Aurora: Her Father's Child
A few nights back the kids and I were in the car and Pandora radio was tuned in to my 80’s pop station. The first few beats of Billy Idol’s “White Wedding” played and four-year-old Aurora exclaimed, “I love this song!” She went on, “Come on and dance with me!” I laughed. I think it’s awesome that she loves 80’s music. Since we were nearly home, we did the thing where we sat in the parked car in the driveway for a bit to listen to more of the song. She sang along, “…nice day for a white wedding!”
(Rehearsal dinner at Tequila's in Marion, IL: 6/9/2006)
Chris first got me into 80’s music when we were teenagers driving around in his car. To be honest, I didn’t like it at all but it grew on me. His car was almost always tuned to “WISH FM: The best of the ‘80’s, ‘90’s and Today”. When we got married in 2006 “White Wedding” was one of the songs we played at our reception. We danced and were amused by the play on words because Aimee White was getting married…
It’s interesting and sweet now having a child who likes things her daddy liked even though they never met. November 19, Aurora Kay came out of my body and into my hands, five months after Chris died. The previous June, I’d made his body promises in the ER that I would raise both my babies to know him to the best of my ability. Some of Aurora’s interests in things her daddy liked are because of me—such as ‘80’s music or superhero stuff. Yet there are other things which cannot be explained by nurture. She dances (in a bizarre fashion!) when there isn’t any music playing because she has music in her brain. If you knew Chris, that’s very much something she got from him. Another thing she does that is all Chris is the uncanny ability to make the goofiest face in the world out of nowhere just to make you laugh. Then 20 seconds later she will make a different, equally random face and you won’t be able to keep it together. She did this recently while we were at a middle school music program… My boyfriend and I were struggling HARD not to laugh out loud. I couldn’t keep a straight face long enough to look stern and tell her to knock it off.

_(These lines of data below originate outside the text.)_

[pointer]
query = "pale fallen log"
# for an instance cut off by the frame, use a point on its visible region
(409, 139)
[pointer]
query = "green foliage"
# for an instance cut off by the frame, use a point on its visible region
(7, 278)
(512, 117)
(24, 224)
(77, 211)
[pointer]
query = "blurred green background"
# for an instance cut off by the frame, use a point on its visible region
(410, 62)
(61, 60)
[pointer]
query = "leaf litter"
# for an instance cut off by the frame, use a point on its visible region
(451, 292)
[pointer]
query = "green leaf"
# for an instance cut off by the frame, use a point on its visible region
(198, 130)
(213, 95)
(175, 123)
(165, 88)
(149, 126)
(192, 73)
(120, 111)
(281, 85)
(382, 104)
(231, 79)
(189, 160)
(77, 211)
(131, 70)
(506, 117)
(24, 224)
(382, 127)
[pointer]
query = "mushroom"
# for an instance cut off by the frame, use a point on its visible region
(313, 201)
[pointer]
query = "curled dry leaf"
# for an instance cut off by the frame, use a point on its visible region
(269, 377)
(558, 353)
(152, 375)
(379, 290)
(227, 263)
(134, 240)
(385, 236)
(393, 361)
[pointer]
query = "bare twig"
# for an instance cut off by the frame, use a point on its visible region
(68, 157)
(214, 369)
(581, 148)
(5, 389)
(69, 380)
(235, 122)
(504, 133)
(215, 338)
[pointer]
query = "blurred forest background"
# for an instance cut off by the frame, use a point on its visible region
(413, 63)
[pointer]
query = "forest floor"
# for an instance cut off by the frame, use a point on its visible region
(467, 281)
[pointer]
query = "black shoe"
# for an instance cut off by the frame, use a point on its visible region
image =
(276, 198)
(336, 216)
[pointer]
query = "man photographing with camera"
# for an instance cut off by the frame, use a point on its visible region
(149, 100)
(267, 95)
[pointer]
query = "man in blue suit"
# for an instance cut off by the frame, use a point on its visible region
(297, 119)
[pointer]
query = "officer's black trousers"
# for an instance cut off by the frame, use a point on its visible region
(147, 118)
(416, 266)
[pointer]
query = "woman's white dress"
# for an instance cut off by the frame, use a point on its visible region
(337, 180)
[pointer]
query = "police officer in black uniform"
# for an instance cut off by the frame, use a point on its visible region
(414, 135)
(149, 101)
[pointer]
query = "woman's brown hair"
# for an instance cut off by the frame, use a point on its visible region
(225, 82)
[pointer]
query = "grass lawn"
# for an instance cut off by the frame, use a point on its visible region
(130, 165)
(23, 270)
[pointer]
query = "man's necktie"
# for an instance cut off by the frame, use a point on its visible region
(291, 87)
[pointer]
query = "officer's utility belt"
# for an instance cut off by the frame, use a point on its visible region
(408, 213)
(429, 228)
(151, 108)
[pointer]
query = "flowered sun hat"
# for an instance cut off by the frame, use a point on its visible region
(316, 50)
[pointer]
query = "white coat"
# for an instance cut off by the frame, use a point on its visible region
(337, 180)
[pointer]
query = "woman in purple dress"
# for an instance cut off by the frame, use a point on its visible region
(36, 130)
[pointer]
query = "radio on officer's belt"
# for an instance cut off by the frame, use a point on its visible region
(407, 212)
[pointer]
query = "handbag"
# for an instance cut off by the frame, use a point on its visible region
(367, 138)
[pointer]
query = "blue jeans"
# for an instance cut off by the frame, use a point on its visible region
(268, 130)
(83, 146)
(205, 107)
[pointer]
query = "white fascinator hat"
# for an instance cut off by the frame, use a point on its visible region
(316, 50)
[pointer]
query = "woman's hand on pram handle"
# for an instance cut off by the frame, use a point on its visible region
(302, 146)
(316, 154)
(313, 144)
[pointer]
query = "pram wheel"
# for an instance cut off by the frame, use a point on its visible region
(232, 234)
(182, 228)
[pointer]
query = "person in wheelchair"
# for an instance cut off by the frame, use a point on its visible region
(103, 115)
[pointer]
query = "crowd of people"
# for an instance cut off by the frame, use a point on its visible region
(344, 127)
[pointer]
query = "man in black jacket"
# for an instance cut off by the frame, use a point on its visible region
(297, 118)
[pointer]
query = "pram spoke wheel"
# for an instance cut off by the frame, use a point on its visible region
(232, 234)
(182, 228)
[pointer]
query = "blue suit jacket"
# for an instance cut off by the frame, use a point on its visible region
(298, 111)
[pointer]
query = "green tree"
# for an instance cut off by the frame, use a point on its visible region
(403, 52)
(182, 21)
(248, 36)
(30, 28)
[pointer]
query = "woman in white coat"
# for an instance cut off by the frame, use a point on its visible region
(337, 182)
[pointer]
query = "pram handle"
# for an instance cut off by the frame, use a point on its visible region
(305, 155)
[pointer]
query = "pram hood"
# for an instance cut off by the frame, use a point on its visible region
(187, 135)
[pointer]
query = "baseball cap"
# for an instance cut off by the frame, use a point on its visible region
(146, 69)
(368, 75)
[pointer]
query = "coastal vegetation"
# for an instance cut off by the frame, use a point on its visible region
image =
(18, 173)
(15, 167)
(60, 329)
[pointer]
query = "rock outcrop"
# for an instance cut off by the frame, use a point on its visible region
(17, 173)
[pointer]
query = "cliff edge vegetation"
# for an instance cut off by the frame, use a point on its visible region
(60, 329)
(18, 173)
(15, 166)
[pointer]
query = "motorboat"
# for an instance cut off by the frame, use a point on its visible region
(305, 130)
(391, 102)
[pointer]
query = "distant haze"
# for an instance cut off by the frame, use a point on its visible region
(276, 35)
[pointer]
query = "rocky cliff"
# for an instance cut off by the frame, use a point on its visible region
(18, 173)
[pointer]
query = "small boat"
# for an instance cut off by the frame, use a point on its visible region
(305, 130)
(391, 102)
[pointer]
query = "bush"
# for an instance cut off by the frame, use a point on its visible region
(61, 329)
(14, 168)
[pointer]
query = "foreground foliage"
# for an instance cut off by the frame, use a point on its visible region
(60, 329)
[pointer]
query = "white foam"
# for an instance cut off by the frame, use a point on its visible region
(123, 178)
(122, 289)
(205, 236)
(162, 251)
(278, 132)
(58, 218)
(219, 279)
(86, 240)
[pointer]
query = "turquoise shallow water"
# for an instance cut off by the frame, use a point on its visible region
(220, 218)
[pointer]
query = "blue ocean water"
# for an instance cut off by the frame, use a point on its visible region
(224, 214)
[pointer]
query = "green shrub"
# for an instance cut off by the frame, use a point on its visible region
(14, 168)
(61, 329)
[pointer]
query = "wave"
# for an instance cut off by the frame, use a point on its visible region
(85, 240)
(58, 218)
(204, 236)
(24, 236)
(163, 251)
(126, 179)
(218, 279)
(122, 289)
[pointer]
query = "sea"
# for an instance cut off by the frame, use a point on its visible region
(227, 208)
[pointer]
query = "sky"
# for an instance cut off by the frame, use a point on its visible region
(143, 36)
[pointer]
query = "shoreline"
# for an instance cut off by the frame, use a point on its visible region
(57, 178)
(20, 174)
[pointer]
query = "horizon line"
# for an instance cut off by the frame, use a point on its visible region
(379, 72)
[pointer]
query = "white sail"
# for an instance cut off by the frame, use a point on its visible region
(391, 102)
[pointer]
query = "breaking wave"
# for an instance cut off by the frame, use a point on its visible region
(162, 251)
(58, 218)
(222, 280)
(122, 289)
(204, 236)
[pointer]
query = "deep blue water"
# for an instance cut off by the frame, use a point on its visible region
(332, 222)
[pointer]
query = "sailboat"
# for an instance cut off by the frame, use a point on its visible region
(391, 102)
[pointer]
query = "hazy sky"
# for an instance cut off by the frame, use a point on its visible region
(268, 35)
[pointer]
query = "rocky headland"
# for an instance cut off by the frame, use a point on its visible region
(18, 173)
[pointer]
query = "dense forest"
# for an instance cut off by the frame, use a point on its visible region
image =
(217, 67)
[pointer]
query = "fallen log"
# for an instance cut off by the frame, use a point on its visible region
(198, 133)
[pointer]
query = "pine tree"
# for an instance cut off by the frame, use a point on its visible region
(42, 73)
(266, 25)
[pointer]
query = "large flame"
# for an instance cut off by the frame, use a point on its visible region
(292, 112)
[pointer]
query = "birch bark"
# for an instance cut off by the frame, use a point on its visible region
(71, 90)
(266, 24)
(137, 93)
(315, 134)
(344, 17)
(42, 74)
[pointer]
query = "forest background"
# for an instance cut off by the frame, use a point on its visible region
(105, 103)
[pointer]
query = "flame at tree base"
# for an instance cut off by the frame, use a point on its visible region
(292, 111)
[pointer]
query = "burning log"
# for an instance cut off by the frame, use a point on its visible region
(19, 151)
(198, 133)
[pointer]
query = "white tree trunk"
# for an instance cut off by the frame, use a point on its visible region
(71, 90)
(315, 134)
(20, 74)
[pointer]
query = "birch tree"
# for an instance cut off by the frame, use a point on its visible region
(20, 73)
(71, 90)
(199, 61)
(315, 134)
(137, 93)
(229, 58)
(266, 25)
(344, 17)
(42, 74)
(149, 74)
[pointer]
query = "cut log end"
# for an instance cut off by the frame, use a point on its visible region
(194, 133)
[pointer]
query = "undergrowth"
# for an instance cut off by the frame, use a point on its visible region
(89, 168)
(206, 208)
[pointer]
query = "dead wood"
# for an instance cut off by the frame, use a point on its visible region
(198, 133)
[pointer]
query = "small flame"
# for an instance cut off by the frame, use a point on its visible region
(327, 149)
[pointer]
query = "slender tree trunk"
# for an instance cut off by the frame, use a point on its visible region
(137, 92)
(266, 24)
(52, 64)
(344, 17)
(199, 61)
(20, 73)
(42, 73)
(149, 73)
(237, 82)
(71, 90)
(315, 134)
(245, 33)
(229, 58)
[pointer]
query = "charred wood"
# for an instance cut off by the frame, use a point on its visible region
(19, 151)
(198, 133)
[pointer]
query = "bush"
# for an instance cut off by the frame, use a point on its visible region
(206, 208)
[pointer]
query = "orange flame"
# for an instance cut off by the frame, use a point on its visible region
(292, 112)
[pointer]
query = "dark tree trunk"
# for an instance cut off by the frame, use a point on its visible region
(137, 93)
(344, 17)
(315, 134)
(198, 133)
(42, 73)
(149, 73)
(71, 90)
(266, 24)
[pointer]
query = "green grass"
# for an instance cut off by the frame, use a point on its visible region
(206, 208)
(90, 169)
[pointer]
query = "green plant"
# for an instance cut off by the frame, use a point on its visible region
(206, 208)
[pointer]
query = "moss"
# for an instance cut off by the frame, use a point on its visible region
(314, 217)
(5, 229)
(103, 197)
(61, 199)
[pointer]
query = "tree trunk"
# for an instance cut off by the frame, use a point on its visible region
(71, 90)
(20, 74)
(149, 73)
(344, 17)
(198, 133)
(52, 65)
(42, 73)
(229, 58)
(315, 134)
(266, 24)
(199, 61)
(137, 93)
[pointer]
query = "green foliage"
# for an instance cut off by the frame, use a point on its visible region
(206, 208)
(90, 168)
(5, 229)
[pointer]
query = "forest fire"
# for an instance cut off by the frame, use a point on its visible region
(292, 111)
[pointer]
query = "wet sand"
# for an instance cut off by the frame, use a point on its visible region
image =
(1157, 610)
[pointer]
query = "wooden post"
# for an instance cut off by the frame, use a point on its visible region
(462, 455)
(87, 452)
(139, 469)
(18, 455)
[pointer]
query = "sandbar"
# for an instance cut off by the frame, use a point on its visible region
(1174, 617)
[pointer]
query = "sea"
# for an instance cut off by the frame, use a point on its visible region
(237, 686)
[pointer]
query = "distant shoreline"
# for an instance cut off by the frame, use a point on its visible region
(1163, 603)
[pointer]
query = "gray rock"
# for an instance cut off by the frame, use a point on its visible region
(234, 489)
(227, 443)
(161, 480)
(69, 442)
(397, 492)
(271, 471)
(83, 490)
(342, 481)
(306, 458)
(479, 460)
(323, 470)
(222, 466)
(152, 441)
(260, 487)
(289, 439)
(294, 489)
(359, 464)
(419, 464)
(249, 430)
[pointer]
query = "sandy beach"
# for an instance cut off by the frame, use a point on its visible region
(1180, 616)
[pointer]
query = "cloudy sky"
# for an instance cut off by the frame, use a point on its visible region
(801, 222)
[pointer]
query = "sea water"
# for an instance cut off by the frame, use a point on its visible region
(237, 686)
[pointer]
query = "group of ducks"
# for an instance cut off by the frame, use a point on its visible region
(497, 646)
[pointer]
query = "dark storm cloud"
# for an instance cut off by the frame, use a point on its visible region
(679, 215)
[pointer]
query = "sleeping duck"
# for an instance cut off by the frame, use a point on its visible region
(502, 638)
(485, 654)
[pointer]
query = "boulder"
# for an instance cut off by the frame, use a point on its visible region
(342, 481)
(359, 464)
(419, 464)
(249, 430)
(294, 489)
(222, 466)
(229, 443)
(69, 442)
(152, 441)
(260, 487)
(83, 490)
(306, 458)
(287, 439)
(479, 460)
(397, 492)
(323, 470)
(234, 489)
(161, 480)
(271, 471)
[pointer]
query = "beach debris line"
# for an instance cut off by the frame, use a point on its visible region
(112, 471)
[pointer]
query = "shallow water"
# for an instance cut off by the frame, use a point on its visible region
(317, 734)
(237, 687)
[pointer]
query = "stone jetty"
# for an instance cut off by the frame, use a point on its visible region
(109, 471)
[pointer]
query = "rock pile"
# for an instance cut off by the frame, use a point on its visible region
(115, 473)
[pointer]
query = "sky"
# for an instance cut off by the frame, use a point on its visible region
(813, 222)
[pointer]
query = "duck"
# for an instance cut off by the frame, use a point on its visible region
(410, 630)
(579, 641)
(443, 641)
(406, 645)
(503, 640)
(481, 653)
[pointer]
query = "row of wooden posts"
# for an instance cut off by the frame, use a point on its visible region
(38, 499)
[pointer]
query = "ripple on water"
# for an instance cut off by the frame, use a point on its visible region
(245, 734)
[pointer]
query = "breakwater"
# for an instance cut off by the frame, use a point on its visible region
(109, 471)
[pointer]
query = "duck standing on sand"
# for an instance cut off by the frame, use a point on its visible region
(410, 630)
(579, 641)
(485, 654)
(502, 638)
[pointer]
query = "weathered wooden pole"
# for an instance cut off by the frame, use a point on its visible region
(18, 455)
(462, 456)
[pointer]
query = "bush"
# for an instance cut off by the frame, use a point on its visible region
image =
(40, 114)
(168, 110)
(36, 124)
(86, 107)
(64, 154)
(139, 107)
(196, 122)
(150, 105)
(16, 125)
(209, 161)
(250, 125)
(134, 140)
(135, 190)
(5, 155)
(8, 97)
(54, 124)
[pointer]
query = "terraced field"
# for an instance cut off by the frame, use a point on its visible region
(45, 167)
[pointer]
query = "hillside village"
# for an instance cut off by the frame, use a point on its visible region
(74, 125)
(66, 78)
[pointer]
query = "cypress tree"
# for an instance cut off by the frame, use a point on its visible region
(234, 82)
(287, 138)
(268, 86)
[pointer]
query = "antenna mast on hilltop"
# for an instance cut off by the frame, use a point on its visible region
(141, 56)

(Pregnancy announcement 4/2014)
My husband died. I cannot see him, touch him, or talk to him the way I once did. Yet in the children I was given, I still experience pieces of his personality. I still see glimpses of his face. Chris’ arms don’t wrap around me in hug anymore, but I have two sets of little girl arms that hug me several times each day. A horrific thing happened to our family four-and-a-half years ago, but I have these beautiful treasures. I have our daughters, first and foremost—people that our love knit together. I have all the memories of our eleven years of love. I have letters, cards, photographs, and other keepsakes.
(Exactly one year after I found out I was pregnant. 3/17/15)
Beyond all this, the Lord has even seen fit to give me love again. He’s put someone in my life who comes with an amazing daughter, who loves me, and who loves the children that were given to me by Chris. My Creator God is faithful.